Sergei Polunin (Rasputin) and Johan Kobborg (Yusupov) © Vitaly Krivtsov
Sergei Polunin (Rasputin) and Johan Kobborg (Yusupov)
© Vitaly Krivtsov

The ballet also benefits from simple and effective set designs by the multi-talented Otto Bubeníček, large chess pieces that served double duty as chairs and the handgun with which Rasputin was assassinated. The set reminded me (and not just because of chess) of the serviceable stagings that graced the birth of new British ballets by De Valois, Ashton and Helpmann in the 1930s and 40s. The score by Kirill Richter – one of the most sought after in the new generation of Russian composers – has tremendous power, sweeping in its symphonic range and suggestively descriptive.

Towering above all of this are two almighty performances. It is a welcome pleasure to revisit Johan Kobborg’s rich sense of dance theatre. His interpretation of the complex personality of Yusupov was lavishly and expressively detailed and he is in fine shape, dancing with assured precision, even in high-heeled shoes.

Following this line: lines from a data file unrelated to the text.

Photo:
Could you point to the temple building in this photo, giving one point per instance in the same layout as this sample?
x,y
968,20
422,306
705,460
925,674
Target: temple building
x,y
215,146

Sergei Polunin (Rasputin) © Vitaly Krivtsov
Sergei Polunin (Rasputin)
© Vitaly Krivtsov

Polunin is Rasputin, a titanic, totemic performance, revealing many facets of this controversial figure. When dancing in the simple peasant’s smock in which Rasputin is most popularly represented in the global psyche, the crown of Vladimir Putin’s head, famously tattooed on Polunin’s upper chest, was clearly visible, which seemed strangely relevant to the purpose. Polunin used the whites of his eyes to memorable effect, portraying the febrile mania of Rasputin in expressive characterisation and frenetic bouts of solo dancing, deliberately rough around the edges in ferocious multiple spins and frenzied jumps, which were routinely applauded mid-performance by an audience clearly in thrall to his talent. Wherever one stands on Polunin, the man, there is no doubt that this extraordinary performer retains a mesmeric stage persona and Rasputin is a role for which he was destined.